Ultimately, its whether King can make it by uprooting everything to the other side of America. Answers are in a heart-rending, ultimately transporting run of songs, which show how King grows as a composer, at the lyric edge of 1970s trend-setting: ‘It’s Too Late’, ‘You’ve Got a Friend’ ‘A Natural Woman’ which Adler has to persuade King to sing, as Goffin wrote the lyrics – King now writes her own – and ‘Beautiful’ where we officially end.
But as Cutler’s rightly spun around by cast members on top of the piano, there’s one thing they can’t leave out. ‘I Feel the Earth Move’ has the audience mouthing and tapping the words to this life-affirming stonk of genius.
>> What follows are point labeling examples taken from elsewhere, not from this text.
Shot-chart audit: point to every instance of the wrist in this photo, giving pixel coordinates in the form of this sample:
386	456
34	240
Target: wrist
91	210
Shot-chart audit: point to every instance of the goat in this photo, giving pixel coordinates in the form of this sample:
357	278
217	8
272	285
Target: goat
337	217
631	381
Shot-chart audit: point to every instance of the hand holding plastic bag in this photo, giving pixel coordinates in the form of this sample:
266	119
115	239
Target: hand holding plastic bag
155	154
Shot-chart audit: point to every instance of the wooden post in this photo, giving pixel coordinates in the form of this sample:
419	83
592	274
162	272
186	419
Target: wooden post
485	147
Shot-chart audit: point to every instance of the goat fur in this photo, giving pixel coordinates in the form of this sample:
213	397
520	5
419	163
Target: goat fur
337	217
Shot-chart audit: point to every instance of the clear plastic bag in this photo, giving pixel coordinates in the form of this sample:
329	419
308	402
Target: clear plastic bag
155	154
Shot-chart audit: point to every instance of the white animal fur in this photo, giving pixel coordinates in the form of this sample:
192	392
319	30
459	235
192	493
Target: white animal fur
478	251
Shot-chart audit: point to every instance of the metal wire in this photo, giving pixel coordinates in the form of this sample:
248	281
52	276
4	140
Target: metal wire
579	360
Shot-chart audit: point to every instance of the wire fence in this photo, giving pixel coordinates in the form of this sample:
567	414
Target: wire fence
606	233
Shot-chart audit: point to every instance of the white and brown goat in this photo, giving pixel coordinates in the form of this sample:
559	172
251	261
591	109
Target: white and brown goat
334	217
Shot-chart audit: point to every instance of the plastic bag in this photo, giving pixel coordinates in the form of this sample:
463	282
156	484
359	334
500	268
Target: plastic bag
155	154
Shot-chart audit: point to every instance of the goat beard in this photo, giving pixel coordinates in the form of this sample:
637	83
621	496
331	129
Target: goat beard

Several said they didn’t want the show to end. ‘Something Tells Me I’m Into Something Good’, King’s song taken up by Herman and the Hermits, anyone? There’s plummet depths in King’s playbook, but this will be enough: charting King’s formative, ground-breaking career, in a ravishingly detailed piece of story-telling and acting – never mind the music! Outstanding, and outstandingly transferred in a tour that brings all its stature with it.